Teresina

Letter from Teresina

By Mike Stricklin
News-editorial faculty

Stricklin spent July through mid-January in Teresina, Brazil, on a Fulbright Fellowship. He wrote this reflection on his experiences there in November.

As far as academic and intellectual retooling go, the Fulbright experience has proven to be my ideal sabbatical. This is the first time in years that I have had a relatively unlimited opportunity to read, think and write. I hope the results speak for themselves: two op-ed pieces, three academic articles, a good start on two books, two major public presentations, an undergraduate class that is something like a senior seminar and a graduate seminar on research methods.

Additionally, I participated in many journalism classes, worked on strengthening distance learning opportunities between Nebraska, Piaui and the Federal University in Rio de Janeiro, supported the seven NU students who were in an intensive language and culture class, attended a variety of university-related functions and spoke to several Rotary clubs.

It is hard to compress into a few paragraphs all that I have been doing, so I will comment on a few highlights of the last few months.

— I wanted to write more op-ed pieces but simply ran out of time. The Lincoln Journal Star printed a description of a public ceremony here where streets and avenues were formally named to memorialize deceased residents. The Fort Worth Star-Telegram printed my recollections of Jerry Flemmons, a columnist there who died in September. He was maybe the best reporter and writer I ever worked with. Left unwritten: a comparison of NU and Federal University of Piaui commencements; some observations—as a parent of two vegetarians—on the trend throughout Brazil toward more vegetables and less meat; some observations on why those responsible for infrastructure are never praised: Nobody notices until the sewers back up.

— I was honored to be asked to keynote a series of presentations and debates on the contemporary world situation. It is something like the Thompson Forum series at NU. My presentation, one of 12, was called “Chaos: Knowledge and the Death of a Cliche.” It talked about how a combination of two factors threatens journalism and mass communications professionals.

First, all kinds of people can make and publish new information today. They can produce it and pass it around the world so rapidly that a society based upon individual liberty may have gotten more than it bargained for. National boundaries have little meaning; news cycles are measured in minutes and not hours.

Second, in this uncertainty, even educated people are having trouble knowing what to know and what to ignore. Plus, significantly, judging the value of information in terms of authoritative sources is hardly possible. Titles of two other presentations indicate that my worries about chaos and knowledge may be well founded: “Uncertainty and the Individual” and “Technology and the Illusory Society.” These and the others will make up a book to be published in January by the university foundation here.
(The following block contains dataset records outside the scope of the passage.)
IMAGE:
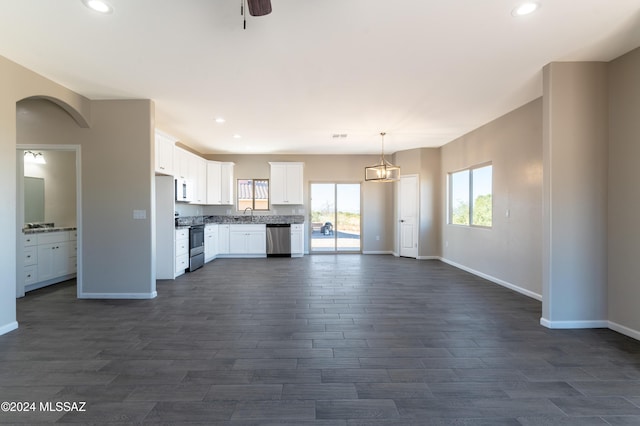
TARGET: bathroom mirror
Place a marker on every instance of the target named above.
(33, 199)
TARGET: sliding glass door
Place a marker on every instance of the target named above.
(335, 217)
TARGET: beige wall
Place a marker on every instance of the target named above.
(509, 252)
(624, 193)
(18, 83)
(575, 121)
(377, 201)
(116, 179)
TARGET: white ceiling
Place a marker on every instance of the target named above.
(424, 71)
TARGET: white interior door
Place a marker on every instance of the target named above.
(408, 216)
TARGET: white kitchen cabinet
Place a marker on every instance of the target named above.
(210, 242)
(199, 170)
(286, 183)
(164, 154)
(223, 239)
(182, 250)
(297, 240)
(248, 240)
(214, 183)
(180, 163)
(227, 183)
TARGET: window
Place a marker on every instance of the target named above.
(470, 196)
(253, 193)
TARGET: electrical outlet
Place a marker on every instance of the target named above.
(139, 214)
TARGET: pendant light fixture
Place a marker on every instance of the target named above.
(34, 157)
(256, 8)
(384, 171)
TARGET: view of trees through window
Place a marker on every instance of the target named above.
(470, 196)
(253, 193)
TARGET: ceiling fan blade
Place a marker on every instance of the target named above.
(259, 7)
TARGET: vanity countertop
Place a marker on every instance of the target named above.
(48, 229)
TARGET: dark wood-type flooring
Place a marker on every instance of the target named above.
(326, 339)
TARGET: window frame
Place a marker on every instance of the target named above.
(253, 194)
(471, 197)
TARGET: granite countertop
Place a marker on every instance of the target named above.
(186, 221)
(44, 229)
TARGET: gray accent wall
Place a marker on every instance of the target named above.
(624, 194)
(509, 252)
(575, 122)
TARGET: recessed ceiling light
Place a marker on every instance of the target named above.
(98, 6)
(525, 8)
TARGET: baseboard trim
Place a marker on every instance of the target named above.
(630, 332)
(8, 327)
(151, 295)
(574, 324)
(495, 280)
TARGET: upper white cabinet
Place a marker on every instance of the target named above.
(198, 169)
(164, 153)
(286, 183)
(213, 183)
(297, 240)
(210, 241)
(180, 163)
(219, 183)
(226, 183)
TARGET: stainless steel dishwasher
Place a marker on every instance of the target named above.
(278, 240)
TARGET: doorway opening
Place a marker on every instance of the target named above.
(336, 221)
(48, 196)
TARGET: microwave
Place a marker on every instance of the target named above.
(184, 190)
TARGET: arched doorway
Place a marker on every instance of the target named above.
(39, 265)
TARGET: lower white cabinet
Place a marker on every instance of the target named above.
(182, 250)
(210, 242)
(248, 240)
(223, 239)
(49, 258)
(297, 239)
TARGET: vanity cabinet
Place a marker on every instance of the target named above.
(286, 183)
(248, 240)
(49, 258)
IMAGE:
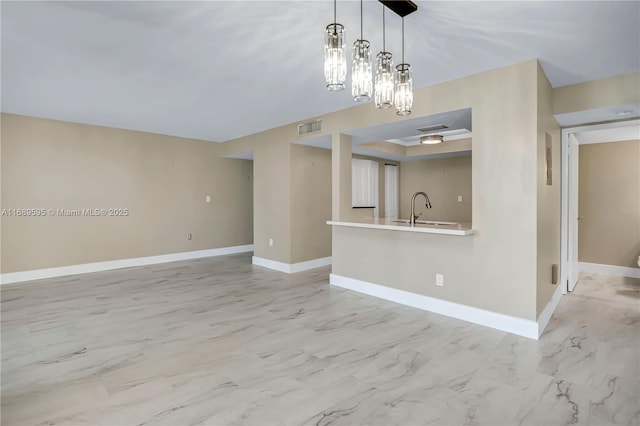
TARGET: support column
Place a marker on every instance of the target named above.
(340, 176)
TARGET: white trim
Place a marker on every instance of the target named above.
(547, 312)
(616, 271)
(84, 268)
(311, 264)
(291, 268)
(508, 323)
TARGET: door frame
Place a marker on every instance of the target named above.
(567, 167)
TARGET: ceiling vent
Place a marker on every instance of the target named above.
(433, 128)
(310, 127)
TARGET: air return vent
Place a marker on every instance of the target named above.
(310, 127)
(433, 128)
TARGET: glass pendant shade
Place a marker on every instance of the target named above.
(384, 83)
(361, 72)
(404, 90)
(335, 62)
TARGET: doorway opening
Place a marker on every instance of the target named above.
(610, 242)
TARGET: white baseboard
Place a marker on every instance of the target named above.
(616, 271)
(547, 312)
(38, 274)
(510, 324)
(291, 268)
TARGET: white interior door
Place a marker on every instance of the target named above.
(573, 215)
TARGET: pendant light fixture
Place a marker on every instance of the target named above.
(404, 84)
(361, 75)
(335, 62)
(384, 80)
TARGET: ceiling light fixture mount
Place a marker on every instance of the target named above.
(404, 84)
(431, 139)
(361, 76)
(390, 89)
(335, 63)
(385, 82)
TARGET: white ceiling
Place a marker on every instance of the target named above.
(625, 131)
(218, 70)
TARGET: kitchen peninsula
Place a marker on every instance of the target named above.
(428, 227)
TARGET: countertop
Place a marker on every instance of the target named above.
(389, 224)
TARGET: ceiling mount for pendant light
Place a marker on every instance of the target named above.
(361, 76)
(384, 79)
(403, 97)
(335, 62)
(431, 139)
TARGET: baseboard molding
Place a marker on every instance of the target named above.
(38, 274)
(616, 271)
(510, 324)
(547, 312)
(291, 268)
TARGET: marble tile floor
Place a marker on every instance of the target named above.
(218, 341)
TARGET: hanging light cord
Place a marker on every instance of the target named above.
(403, 39)
(383, 31)
(335, 19)
(361, 37)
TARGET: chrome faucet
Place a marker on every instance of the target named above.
(413, 217)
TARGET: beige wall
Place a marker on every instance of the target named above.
(162, 180)
(496, 268)
(367, 213)
(548, 196)
(443, 180)
(311, 205)
(609, 202)
(606, 92)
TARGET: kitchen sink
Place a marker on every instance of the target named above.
(425, 222)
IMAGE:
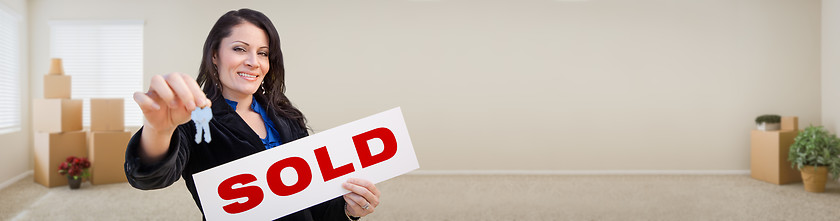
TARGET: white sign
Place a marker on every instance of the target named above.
(297, 175)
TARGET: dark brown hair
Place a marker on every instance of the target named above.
(274, 82)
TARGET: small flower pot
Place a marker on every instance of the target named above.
(814, 179)
(764, 126)
(74, 183)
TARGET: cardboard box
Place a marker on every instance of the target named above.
(768, 156)
(50, 149)
(56, 115)
(57, 86)
(55, 67)
(790, 123)
(107, 156)
(107, 114)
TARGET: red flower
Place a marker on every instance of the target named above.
(74, 166)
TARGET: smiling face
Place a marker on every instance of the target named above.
(242, 61)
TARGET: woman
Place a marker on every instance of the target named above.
(242, 75)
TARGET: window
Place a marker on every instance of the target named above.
(105, 59)
(9, 71)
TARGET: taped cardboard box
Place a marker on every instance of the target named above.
(768, 156)
(107, 114)
(790, 123)
(107, 155)
(56, 115)
(57, 86)
(50, 149)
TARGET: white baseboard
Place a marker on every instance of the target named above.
(15, 179)
(580, 172)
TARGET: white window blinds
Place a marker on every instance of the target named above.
(105, 59)
(9, 71)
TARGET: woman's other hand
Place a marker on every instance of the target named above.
(362, 199)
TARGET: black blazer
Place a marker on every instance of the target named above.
(232, 139)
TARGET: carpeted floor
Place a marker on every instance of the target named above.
(479, 197)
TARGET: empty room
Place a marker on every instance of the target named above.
(420, 110)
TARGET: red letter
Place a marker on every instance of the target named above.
(363, 149)
(254, 193)
(327, 170)
(275, 183)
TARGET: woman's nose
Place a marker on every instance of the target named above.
(251, 61)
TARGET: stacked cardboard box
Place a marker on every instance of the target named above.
(769, 153)
(107, 141)
(57, 125)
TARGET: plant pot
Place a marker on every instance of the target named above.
(814, 180)
(76, 183)
(764, 126)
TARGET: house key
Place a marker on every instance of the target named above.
(201, 117)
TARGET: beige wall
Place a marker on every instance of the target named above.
(518, 85)
(15, 153)
(830, 67)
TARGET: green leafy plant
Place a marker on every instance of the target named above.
(768, 118)
(815, 146)
(75, 167)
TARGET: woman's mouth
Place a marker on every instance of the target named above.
(246, 76)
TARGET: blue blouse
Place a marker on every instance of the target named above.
(272, 138)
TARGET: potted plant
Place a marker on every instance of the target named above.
(768, 122)
(815, 153)
(75, 168)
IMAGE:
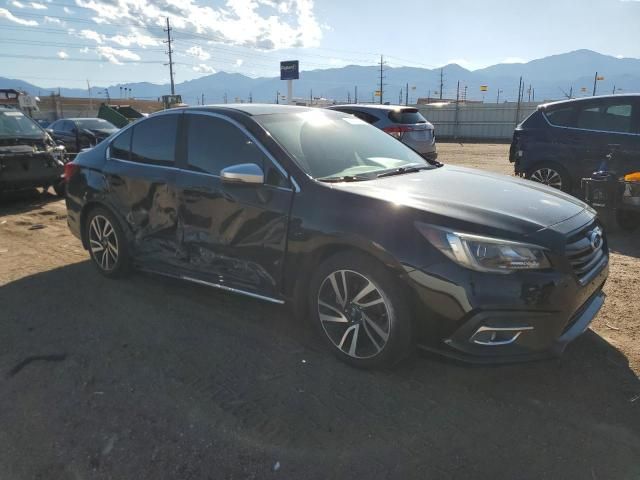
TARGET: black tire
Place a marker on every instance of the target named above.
(389, 313)
(109, 264)
(628, 221)
(60, 189)
(550, 170)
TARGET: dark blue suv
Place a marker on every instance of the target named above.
(563, 142)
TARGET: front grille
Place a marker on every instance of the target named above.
(585, 251)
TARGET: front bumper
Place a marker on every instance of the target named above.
(532, 318)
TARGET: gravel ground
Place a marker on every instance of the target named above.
(150, 378)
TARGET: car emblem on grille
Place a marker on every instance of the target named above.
(595, 237)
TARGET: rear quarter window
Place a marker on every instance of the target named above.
(561, 116)
(407, 115)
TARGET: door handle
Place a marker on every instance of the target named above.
(116, 181)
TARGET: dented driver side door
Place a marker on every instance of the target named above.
(234, 234)
(141, 178)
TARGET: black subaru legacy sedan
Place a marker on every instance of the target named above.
(375, 246)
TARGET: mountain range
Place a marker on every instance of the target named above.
(552, 77)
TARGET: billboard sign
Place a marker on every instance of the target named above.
(289, 70)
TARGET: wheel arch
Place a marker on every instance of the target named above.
(314, 258)
(561, 169)
(87, 209)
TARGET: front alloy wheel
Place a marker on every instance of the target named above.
(547, 176)
(354, 314)
(361, 310)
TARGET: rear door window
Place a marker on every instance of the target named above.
(607, 117)
(214, 143)
(121, 146)
(407, 116)
(154, 140)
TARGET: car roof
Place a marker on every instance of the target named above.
(371, 106)
(74, 119)
(588, 99)
(252, 109)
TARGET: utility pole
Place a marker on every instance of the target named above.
(520, 91)
(89, 90)
(170, 53)
(455, 131)
(381, 79)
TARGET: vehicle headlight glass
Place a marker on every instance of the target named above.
(485, 254)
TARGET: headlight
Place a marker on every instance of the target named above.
(485, 254)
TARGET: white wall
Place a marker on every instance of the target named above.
(476, 120)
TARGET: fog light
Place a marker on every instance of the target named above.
(496, 336)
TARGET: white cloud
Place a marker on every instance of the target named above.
(198, 52)
(4, 13)
(134, 38)
(202, 68)
(264, 24)
(513, 60)
(463, 62)
(57, 21)
(91, 35)
(114, 55)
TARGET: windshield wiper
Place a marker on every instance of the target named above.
(401, 170)
(343, 178)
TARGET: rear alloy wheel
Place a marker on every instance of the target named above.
(361, 312)
(106, 243)
(551, 176)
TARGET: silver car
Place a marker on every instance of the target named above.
(405, 123)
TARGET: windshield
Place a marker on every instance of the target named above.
(95, 124)
(16, 124)
(329, 144)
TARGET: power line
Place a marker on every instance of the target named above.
(170, 52)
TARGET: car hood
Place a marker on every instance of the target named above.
(474, 196)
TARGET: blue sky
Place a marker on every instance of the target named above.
(111, 41)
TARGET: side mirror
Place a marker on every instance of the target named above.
(243, 173)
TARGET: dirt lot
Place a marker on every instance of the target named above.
(152, 378)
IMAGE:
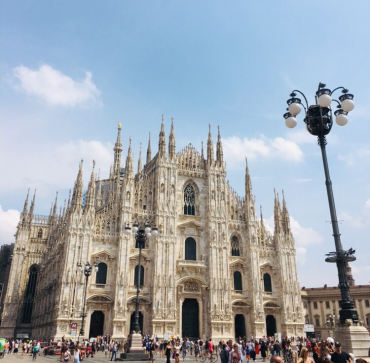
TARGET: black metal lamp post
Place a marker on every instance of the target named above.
(87, 269)
(141, 233)
(319, 121)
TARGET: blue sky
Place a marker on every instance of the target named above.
(71, 70)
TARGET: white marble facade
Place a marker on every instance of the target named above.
(229, 240)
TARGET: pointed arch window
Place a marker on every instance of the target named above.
(137, 275)
(238, 281)
(235, 248)
(29, 296)
(189, 200)
(101, 275)
(190, 249)
(267, 282)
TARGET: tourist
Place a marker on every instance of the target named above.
(66, 355)
(263, 350)
(167, 351)
(339, 356)
(183, 350)
(303, 356)
(152, 350)
(177, 348)
(196, 350)
(35, 350)
(276, 359)
(235, 356)
(277, 348)
(289, 353)
(114, 350)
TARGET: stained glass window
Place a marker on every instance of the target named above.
(189, 200)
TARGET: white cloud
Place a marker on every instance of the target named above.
(360, 221)
(55, 169)
(54, 87)
(301, 136)
(236, 149)
(356, 157)
(303, 236)
(8, 223)
(287, 150)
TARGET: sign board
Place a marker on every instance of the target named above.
(22, 336)
(309, 328)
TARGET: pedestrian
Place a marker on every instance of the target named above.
(339, 356)
(66, 355)
(235, 356)
(152, 347)
(263, 350)
(183, 350)
(35, 350)
(196, 350)
(114, 351)
(167, 352)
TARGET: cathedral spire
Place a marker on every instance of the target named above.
(209, 146)
(172, 142)
(285, 215)
(78, 190)
(277, 212)
(117, 151)
(162, 140)
(90, 195)
(32, 208)
(248, 183)
(55, 205)
(219, 149)
(149, 152)
(129, 162)
(139, 163)
(25, 207)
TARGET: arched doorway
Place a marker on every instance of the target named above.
(190, 319)
(141, 319)
(96, 324)
(270, 325)
(240, 326)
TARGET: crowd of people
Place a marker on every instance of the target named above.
(293, 350)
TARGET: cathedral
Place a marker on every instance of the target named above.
(213, 270)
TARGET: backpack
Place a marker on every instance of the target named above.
(224, 356)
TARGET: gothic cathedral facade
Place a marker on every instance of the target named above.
(213, 270)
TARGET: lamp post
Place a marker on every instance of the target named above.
(319, 121)
(87, 269)
(141, 233)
In one of the books I am writing, I am trying to connect Jurgen Habermas’ ethics of public communication with day-to-day American journalism. That idea is based directly on reading I did for the chaos and knowledge paper.

— That reading also helped me organize ideas for an adaptation of Daryl Frazell’s and George Tuck’s Principles of Editing. Several journalism faculty here are collaborating to produce this book. There is no editing textbook in Portuguese, although there are some writings on journalism ethics and many “how-to” books on topics like language usage, graphic design, word processing, etc.

Frazell and Tuck, however, distinguish themselves by establishing their guidelines explicitly within a framework of journalism ethics. This dimension is important now for Brazilian journalists, particularly since freedom of the press is only 11 years old. From 1964 to 1988, journalism was heavily controlled and censored by an office of the federal government.

— There is so much to tell, and I hate to shortchange the classes, the speeches or the ceremonies, but, as they say, space is limited.

Let me finish with a comment on the Nebraska students studying Portuguese here. They live with families and have classes from 7 a.m. to noon Monday through Friday. Five are from other colleges, and two are NU news-editorial students—Erin Hansbrough and Scott McClurg.

Since Brazilian social connections are more tightly linked than ours, good news travels as fast as bad. I am glad to report that only good news is coming from the Nebraskans’professors and families. Judging by what they are saying, the Nebraskans have turned out to be great ambassadors. Ah, good news gives such pleasure.

And their Portuguese has improved dramatically.